Chagoury arranged to distribute $30,000 to Fortenberry’s campaign through conduits in January 2016, according to the indictment. Eventually, Dr. Elias Ayoub, using money that originated from Chagoury, distributed it to his friends and family at a 2016 fundraiser he hosted at his Los Angeles home so they could write checks to Fortenberry’s reelection campaign, The Associated Press reported.

Ayoub cooperated with federal investigators and took part in recorded phone calls with Fortenberry while authorities were listening. Fortenberry made false statements during a March 23, 2019, interview run by the FBI and IRS at his home in Lincoln, Nebraska, and at a July 18, 2019, interview conducted by the FBI and U.S. attorney’s office in Washington, D.C.

Fortenberry fought the charges, saying in a video posted to YouTube hours before his indictment was announced that he told authorities “what I knew and what I understood.”

Current and former colleagues in the House testified at Fortenberry’s trial.

Rep. Anna G Eshoo, D-Calif., said she and Fortenberry worked together on protecting religious minorities in the Middle East, according to a courtroom account from The Omaha World-Herald.

“I think he brings honor to what he does,” Eshoo said, according to the newspaper. “He’s faith-filled. He’s honest. His word is always good — I can’t say that about all members of Congress.”

Former Rep. Trey Gowdy, R-S.C., who represented Fortenberry for a portion of the investigation, also testified at the trial. Gowdy said Assistant U.S. Attorney Mack Jenkins, the lead prosecutor, told him that Fortenberry should not return the improper campaign money to the donors because it could alert them to the investigation, the Omaha World-Herald reported.

Fortenberry was born and raised in Baton Rouge, Louisiana. He was interested in politics and international affairs from a young age, and as a fifth-grader, wrote a letter to Richard Nixon about the president’s 1972 trip to China.

At 17, Fortenberry was a page to a Democratic state senator in Louisiana. He switched parties in 1982, citing the influence of President Ronald Reagan.

As a college student, Fortenberry traveled in Egypt and immersed himself in Arab history, culture and religion. After earning a master’s degree in public policy at Georgetown University, he interned for the Agriculture Department and worked on a Senate subcommittee. He later enrolled at Franciscan University in Ohio, earning a master’s degree in theology, which he has called essential to his transition to politics.
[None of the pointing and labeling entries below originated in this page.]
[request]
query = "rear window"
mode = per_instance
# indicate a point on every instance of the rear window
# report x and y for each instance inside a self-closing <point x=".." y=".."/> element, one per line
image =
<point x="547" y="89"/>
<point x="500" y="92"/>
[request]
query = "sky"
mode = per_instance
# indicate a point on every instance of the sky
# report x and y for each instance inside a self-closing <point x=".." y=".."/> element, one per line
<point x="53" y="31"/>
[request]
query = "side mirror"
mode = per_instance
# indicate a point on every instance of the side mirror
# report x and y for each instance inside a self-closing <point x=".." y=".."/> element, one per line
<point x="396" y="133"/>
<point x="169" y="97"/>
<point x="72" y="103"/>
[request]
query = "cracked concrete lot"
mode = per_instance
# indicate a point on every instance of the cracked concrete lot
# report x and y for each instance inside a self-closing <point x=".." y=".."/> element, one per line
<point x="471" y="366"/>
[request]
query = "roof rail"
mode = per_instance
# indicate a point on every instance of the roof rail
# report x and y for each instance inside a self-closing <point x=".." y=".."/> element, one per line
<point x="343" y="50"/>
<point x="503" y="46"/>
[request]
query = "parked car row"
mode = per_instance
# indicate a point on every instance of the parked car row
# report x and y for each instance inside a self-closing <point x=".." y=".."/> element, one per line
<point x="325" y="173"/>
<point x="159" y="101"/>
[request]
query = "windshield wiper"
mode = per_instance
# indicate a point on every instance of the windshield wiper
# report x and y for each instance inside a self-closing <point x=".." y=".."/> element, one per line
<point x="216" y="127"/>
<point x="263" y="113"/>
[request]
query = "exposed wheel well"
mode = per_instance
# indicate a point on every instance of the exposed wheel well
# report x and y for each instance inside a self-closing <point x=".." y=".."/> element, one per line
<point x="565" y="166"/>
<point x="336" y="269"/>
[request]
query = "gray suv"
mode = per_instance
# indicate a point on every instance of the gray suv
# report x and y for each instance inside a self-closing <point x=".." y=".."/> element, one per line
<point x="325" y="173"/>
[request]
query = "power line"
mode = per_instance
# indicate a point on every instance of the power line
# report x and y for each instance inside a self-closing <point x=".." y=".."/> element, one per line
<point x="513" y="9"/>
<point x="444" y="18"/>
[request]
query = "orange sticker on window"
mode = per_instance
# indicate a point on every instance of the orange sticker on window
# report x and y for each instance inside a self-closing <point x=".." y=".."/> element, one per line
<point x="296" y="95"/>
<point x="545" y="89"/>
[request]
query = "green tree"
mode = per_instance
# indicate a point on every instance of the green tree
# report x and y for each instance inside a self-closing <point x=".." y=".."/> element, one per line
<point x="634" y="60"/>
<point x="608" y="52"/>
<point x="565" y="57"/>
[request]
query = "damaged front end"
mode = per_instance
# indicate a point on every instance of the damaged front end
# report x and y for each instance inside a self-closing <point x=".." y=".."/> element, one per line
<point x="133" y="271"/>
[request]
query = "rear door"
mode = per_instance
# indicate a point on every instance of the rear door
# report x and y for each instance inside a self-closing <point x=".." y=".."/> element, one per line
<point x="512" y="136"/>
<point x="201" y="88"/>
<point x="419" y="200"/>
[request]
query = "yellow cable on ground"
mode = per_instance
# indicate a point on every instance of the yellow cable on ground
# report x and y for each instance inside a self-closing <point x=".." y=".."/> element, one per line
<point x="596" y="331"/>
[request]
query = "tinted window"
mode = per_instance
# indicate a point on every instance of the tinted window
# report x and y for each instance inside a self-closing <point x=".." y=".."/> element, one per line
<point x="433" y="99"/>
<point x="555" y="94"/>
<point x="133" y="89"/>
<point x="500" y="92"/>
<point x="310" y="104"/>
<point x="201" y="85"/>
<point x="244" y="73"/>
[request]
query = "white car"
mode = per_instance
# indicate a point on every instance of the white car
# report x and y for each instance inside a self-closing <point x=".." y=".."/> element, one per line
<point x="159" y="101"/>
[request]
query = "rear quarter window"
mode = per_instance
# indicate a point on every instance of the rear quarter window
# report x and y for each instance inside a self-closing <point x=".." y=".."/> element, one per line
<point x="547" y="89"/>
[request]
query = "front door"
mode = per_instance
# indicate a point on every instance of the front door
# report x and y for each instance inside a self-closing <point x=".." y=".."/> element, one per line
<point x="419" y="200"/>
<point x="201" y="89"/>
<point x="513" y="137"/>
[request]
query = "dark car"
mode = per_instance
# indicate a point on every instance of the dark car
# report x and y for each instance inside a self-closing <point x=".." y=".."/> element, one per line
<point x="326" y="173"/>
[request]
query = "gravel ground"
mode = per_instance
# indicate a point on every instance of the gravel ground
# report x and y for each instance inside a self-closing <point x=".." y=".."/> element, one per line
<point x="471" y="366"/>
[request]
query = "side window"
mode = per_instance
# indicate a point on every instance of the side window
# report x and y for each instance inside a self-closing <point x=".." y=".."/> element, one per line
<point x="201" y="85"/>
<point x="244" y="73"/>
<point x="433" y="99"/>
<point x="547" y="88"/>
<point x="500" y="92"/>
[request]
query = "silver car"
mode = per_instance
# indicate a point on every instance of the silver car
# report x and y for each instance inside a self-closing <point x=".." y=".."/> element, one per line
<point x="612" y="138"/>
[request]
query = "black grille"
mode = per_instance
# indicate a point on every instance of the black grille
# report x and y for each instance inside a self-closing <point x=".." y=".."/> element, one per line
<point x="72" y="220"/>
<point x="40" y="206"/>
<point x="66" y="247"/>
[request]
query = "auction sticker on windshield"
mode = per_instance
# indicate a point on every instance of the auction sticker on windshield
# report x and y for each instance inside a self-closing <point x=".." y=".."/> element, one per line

Since he took office in 2005, Fortenberry has voted with his fellow Republicans 89% of the time on votes where the two parties were divided. That’s lower than the average party unity score of 93% for that period, according to CQ Vote Watch.

He was not an initial Trump supporter, backing former Hewlett-Packard CEO Carly Fiorina in the runup to the 2016 presidential primaries. According to The Omaha World-Herald, there was some uneasiness in Fortenberry’s own family about Trump being the Republican nominee.

After hearing concerns about Trump’s treatment of women from his 17-year-old daughter, Fortenberry reached out to Trump’s running mate, former Rep. Mike Pence, an old friend of his. He said his intent was to let the Trump team know that perhaps the campaign needed to show additional sensitivity toward women.

During Trump’s four-year term, Fortenberry voted to support the administration’s position on bills 92% of the time, compared with a GOP average of 92.1%, according to CQ Vote Watch.

Fortenberry told the American Conservative in May 2012 that his economic background is important for understanding how policy ticks but it’s more important to comprehend the effect of policymaking on people.

“I kept asking not just ‘how’ but ‘why,’” he said.